BBC commits £100 million of TV budget to “diverse and inclusive content”
The broadcaster’s Right the Script campaign also stipulates a mandatory 20 per cent of off-screen talent must come from underrepresented groups.
- Jenny Brewer
- 24 June 2020
- Reading Time
- 2 minute read
The BBC has announced its Creative Diversity Commitment in response to the Black Lives Matter movement, committing £100 million of its TV budget over three years to producing diverse and inclusive content. The broadcaster says this is “the biggest financial investment to on-air inclusion in the industry”. Meanwhile it has also introduced a mandatory target for off-screen talent; at least 20 per cent of all teams in new network commissions must be from underrepresented groups.
The Right the Script campaign has been spearheaded by the BBC’s director of creative diversity, presenter and campaigner June Sarpong, together with the BBC’s head of creative diversity Miranda Wayland. In a press release, the BBC said the media industry “is not changing fast enough” and that these measures were designed “to accelerate the pace of change”.
Sarpong said in a statement: “I came to the BBC as an outsider. Before joining I had an idea of this being an organisation that did not want to change. What I found was something different: an organisation that had ambitious goals for diversity and inclusion but didn’t know how to reach them. This commitment will help to drive real change that will be felt by all audiences. It will also create a strong framework to help diverse storytellers succeed at all levels of the industry.” She added that the fund is “the first of a series of bold steps that will help make the BBC an instrument of real change.

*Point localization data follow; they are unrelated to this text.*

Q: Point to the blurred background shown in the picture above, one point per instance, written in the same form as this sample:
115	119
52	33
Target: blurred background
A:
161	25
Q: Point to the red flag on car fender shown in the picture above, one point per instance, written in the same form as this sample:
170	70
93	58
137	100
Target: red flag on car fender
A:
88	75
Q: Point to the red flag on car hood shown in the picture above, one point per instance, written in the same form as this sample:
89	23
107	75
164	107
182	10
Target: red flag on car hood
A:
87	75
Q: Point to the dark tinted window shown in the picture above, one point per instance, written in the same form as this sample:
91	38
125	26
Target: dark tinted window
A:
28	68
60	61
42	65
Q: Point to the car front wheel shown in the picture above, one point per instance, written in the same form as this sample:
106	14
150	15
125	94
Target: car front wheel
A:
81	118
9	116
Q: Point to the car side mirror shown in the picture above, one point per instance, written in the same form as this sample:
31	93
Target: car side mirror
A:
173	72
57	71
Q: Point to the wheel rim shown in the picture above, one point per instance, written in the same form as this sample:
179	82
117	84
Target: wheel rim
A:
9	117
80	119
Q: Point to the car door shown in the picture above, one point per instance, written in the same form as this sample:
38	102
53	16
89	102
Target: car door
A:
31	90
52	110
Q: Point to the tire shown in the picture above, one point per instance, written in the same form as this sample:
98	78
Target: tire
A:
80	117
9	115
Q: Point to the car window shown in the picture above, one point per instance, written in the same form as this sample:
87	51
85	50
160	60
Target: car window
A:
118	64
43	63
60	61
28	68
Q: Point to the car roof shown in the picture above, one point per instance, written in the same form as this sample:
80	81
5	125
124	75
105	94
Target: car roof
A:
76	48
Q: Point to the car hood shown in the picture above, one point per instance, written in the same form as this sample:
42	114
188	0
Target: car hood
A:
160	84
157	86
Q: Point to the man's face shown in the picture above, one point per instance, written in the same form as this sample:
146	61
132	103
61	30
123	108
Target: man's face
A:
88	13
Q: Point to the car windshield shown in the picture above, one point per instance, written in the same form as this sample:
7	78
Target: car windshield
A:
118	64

As a black woman, I feel and share in the pain that so many are feeling worldwide. It makes it all the more important that we show up now not just with words but with meaningful action.”
Alongside the fund, the campaign also sets out plans to run regular meet-and-greets across the country to enable talent from underrepresented groups to engage with the BBC; to develop an accelerator program for on and off-screen talent; and to continue to invest in developing diverse leaders within the organisation. The Creative Diversity Unit will work with the Annenberg Inclusion Initiative on the Belonging Blueprint, a project aimed at establishing new practices to create wider access to entertainment industry jobs. It will also publish a new strategy over the summer in support of that initiative, with an “inclusion toolkit” to help the BBC’s creative staff and industry partners ensure diversity is at the heart of production.
The BBC echoed that this announcement “is not the end of the process,” with further plans being announced in the coming weeks, and a Diversity Commissioning Code of Practice being published later in the year. Progress on the commitment will be reviewed in the broadcaster’s annual report.